The Forgotten Beasts of Eld was McKillip's first fantasy
novel, back in 1974. It was also the first winner of the World Fantasy Award
for Best Novel, a year later -- and McKillip is one of only five authors
to win that one twice, hitting again with Ombria in Shadow almost thirty years later.
I finally got around to reading Eld in 2017, spurred on by this spiffy new edition from Tachyon. (And, when I say "new," I actually mean "coming in September.")

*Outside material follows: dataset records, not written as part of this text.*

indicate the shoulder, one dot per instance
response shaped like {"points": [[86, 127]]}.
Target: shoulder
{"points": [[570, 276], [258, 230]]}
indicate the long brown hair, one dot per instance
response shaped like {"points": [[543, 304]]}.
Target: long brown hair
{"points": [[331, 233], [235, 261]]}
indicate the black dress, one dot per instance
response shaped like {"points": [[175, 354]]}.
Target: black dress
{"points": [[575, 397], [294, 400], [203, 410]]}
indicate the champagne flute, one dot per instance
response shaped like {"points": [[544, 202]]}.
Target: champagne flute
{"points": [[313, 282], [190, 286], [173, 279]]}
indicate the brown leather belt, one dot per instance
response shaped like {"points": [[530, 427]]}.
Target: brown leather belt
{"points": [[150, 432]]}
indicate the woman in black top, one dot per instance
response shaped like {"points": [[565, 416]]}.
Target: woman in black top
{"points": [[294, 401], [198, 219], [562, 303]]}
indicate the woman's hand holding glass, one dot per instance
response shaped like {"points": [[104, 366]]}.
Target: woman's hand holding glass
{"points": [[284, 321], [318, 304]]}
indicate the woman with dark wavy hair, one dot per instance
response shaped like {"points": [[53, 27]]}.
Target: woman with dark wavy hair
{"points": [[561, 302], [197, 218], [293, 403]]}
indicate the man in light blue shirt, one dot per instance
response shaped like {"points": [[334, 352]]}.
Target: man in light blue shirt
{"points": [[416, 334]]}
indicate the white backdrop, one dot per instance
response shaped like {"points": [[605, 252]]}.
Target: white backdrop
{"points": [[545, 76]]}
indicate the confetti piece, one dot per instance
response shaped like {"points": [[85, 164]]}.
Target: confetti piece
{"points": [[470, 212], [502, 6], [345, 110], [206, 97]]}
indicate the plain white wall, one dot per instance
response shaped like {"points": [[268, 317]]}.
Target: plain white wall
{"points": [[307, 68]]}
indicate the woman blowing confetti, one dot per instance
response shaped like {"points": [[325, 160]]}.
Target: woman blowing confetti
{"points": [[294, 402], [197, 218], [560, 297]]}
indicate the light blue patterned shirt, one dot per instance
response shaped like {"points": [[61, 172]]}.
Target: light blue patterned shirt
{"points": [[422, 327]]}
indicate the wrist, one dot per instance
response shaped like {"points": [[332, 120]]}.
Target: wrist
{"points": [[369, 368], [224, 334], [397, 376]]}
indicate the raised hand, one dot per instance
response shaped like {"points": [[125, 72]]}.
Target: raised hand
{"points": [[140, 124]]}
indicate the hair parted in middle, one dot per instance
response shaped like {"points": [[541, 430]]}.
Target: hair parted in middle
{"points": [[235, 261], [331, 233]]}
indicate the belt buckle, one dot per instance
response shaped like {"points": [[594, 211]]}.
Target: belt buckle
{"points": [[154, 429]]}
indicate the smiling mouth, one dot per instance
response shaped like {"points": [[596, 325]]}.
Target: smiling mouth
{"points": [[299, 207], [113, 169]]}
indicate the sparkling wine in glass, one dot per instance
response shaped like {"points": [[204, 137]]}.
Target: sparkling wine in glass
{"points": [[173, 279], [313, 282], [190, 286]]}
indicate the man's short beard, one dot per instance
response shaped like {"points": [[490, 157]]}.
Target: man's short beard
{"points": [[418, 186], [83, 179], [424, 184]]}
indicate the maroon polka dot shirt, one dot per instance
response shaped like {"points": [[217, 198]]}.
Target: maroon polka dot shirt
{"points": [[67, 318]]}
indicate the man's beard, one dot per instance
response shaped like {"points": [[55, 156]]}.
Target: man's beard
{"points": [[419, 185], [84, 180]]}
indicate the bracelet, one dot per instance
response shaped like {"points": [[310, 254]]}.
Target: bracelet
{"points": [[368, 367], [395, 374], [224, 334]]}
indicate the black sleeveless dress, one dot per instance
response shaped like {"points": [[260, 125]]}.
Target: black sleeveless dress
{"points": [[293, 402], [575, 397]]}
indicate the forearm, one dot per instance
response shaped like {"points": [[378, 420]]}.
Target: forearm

Admittedly, I was five years old in 1974, and not really up to reading something as adult and smart as Eld
-- though I see that it has been published for younger readers now and
then, which surprises me. (It has no on-page sex, and the violence is
similarly muted, but its concerns and world-view are entirely adult and
it has not a spec of Bildungsroman about it -- it can be read by
some smart teens, but it makes no concessions to their knowledge and has
nothing to do with their worldview.)
The great thing about life, though, is that it's never too late to read a good book as long as you can read: any book that is worse read later is not that good to begin with. And Forgotten Beasts of Eld,
I think, will still be good and worth reading as long as there are men
and women who love and hate, who want power or to be left alone, who
live with each other and themselves after doing things they didn't know
they could, or would.
Eld is a secondary-world
fantasy, set in a lightly-sketched, fairy-tale-esque land. There is a
country that is the center of these people's world, but not necessarily
any more than that. There is a mountain on which lives a young woman,
the third generation of magical power to live there, all but alone,
along with the mythic and wonderful creatures that her originating
ancestor collected there. (In best fairy-tale fashion, McKillip begins Eld
by telling us of Myk, the by-blow son of the wizard Heald, and how he
came to Eld, gathered his beasts, and was followed by his son Ogam and
granddaughter Sybel. This all happens, matter-of-factly, in the first
four pages, to set the scene.)
Sybel is our heroine and
our central character, and she begins the novel perfectly happy, living
alone with her beasts on Eld Mountain. But then a warrior, Coren of
Sirle, comes to her after a great battle in the lands below, with a baby
that he says was the cause of the just-ended war: the illegitimate son
of his brother and the queen of King Drede of Edwold. Both the baby's
parents are now dead; the king is triumphant, and Sybel, that baby's
cousin, is the only possible safe place in the world for little Tamlorn.
She
raises that baby, but having Tam -- and having met Coren -- means
that's she's no longer isolated and separate from society. And that
long-standing, slow-running conflict between the King and Coren's noble
family will eventually drag her into it, no matter how much she wants to
stay apart.
Because once you have people that you care about, you're part of the world, and connected to the things they're connected to -- by blood or obligation or history or just chance.
Forgotten Beasts of Eld
is a remarkable novel to come from such a young person: wise and deep
and lucid and crisp, telling a story that contains very large things in a
short space, presenting difficult decisions and hard choices without
telling the reader how to feel about them. It was the first major
fantasy novel in a career full of them, and it reminds me, once again,
that I need to read McKillip's books more often.